|
Born in Manhattan, New York, Helen Frankenthaler became the leader of
the Color Field painters in New York
City, emerging in the 1950s under the influence of
Jackson Pollock and Willem de Kooning. Her work is a transition from
Abstract Expressionism.
She was educated at New York's Dalton School,
and in high school studied with Rufino Tamayo and later with Hans
Hofmann. She attended Bennington
College. Her family
vacationed in Maine
where she learned to love open views of land and sea, subject matter and an
attitude of expansiveness reflected in her canvases.
With a studio in New York,
her mentor became art critic Clement Greenberg who introduced her to most of
the prominent 1950s artists including Pollock and DeKooning who, in turn,
became her inspirations for gestural technique, Action Painting. From
1958 to 1971, she was married to artist Robert Motherwell.
Her stain painting technique was novel. Rather than painting on a primed
canvas, she poured paint over an unprimed surface that allowed the paint to
soak into the canvas. This staining and the process involved became her
trademark style, and a whole generation of artists, known as Color Field
painters, followed her. Her large studio has been in New York City.
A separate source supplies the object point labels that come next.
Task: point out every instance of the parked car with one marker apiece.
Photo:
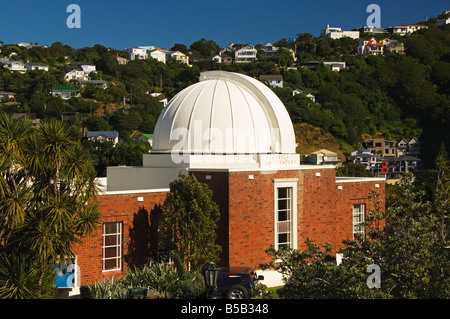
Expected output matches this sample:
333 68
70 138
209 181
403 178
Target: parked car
235 282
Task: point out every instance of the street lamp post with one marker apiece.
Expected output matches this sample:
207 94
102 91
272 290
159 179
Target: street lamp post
211 274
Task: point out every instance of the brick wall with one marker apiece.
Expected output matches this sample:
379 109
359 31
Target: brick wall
139 236
246 226
324 214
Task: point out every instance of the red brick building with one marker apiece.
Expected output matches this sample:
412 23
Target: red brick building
234 135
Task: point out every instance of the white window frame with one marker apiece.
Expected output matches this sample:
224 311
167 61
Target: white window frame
358 220
286 183
117 246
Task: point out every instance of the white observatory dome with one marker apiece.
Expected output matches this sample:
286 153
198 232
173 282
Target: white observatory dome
225 113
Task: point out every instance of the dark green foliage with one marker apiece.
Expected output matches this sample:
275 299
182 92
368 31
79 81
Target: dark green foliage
189 221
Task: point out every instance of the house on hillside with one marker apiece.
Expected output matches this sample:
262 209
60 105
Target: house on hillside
120 60
14 66
381 147
178 56
84 66
393 46
337 33
336 66
272 80
76 75
322 157
365 157
79 71
410 147
101 84
268 49
372 30
266 197
246 54
145 138
157 54
65 92
136 53
110 136
401 165
370 47
161 98
36 66
406 28
222 58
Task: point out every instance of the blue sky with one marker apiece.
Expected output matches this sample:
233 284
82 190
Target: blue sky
126 23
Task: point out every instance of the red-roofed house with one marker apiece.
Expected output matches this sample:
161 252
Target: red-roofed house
370 46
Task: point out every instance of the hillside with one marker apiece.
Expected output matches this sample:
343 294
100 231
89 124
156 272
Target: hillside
310 139
391 95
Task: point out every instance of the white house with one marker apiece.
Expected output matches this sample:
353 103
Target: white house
367 158
246 54
322 157
76 74
14 66
178 56
334 65
120 60
86 67
65 92
222 58
337 33
269 50
370 46
406 28
110 136
101 84
136 53
36 66
161 97
157 54
272 80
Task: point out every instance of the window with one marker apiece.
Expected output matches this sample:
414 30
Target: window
358 220
284 214
112 246
285 217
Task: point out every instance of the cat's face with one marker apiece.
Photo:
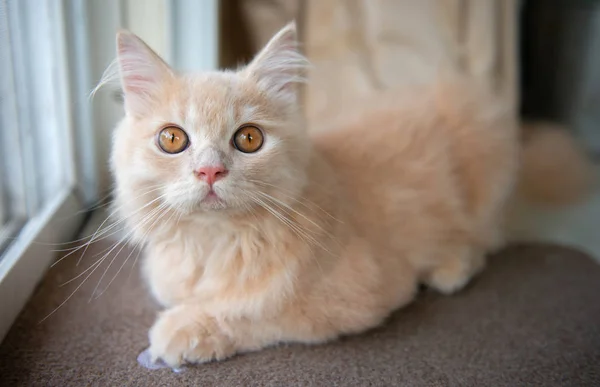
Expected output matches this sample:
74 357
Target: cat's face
213 142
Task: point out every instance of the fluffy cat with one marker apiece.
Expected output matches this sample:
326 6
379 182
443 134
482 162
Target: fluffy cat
257 231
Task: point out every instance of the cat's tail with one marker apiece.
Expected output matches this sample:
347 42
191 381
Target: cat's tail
555 175
555 170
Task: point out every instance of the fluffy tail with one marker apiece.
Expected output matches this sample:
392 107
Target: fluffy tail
555 171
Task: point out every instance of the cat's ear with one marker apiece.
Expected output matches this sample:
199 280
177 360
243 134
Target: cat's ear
142 72
280 65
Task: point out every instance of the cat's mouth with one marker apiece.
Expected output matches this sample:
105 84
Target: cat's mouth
212 201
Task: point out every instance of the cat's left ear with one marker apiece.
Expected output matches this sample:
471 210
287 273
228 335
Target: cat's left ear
280 65
143 74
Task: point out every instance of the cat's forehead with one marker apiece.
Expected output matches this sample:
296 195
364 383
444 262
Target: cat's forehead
216 102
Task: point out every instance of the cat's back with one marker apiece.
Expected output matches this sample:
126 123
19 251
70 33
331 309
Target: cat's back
421 150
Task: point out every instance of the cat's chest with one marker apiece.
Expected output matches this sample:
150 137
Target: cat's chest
172 272
210 272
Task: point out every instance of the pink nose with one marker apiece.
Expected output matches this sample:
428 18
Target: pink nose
211 174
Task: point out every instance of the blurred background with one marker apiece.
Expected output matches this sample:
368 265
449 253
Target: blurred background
544 56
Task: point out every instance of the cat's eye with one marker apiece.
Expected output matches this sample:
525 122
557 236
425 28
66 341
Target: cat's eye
248 139
172 139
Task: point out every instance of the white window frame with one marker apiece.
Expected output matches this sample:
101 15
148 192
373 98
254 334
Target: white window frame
85 32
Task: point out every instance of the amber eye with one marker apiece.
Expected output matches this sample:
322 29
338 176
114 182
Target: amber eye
248 139
172 140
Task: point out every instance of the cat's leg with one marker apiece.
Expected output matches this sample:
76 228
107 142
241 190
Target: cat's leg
455 268
187 334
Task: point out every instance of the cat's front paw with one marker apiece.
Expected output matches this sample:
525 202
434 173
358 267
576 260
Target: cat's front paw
183 335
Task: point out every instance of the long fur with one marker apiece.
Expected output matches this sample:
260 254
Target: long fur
318 234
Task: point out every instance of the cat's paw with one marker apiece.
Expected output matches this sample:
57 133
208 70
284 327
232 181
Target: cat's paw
182 335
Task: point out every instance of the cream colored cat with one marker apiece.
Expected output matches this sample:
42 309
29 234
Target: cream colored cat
259 232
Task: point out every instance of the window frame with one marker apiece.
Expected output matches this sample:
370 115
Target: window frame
85 32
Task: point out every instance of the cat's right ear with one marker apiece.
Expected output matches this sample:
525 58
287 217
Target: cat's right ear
142 73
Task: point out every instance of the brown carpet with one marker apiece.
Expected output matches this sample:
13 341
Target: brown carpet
533 318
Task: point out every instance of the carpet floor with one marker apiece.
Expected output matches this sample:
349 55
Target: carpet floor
532 318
She had a brief period when she experimented with sculpture. In the
summer of 1972, she worked with Anthony Caro in his studio in London, and she used some of the steel that
Caro had acquired from the estate of David Smith. She had first met Caro
in New York
in 1959, and they had formed a friendship during which she expressed an
interest in experimenting with sculpture. During the two weeks, she
completed ten welded steel sculptures in abstract style, and titles included Heart
of London,
Ceiling Horses, Matisse Table, Ten After All and Ceiling Horses.
However, after this intense period of sculpting, "Frankenthaler never
again muade sculptures in steel, and the sojourn in Caro's studio was never
repeated. The energetic, vital constructions she completed in London leave us wishing
she'd gone back often." (Wilkin). In 2006, Knoedler & Company
held an exhibit of the work she completed with Caro.
In 1999, she won the Jerusalem Prize for Arts and Letters, given by the Friends
of Israel's National Academy of Arts and Design.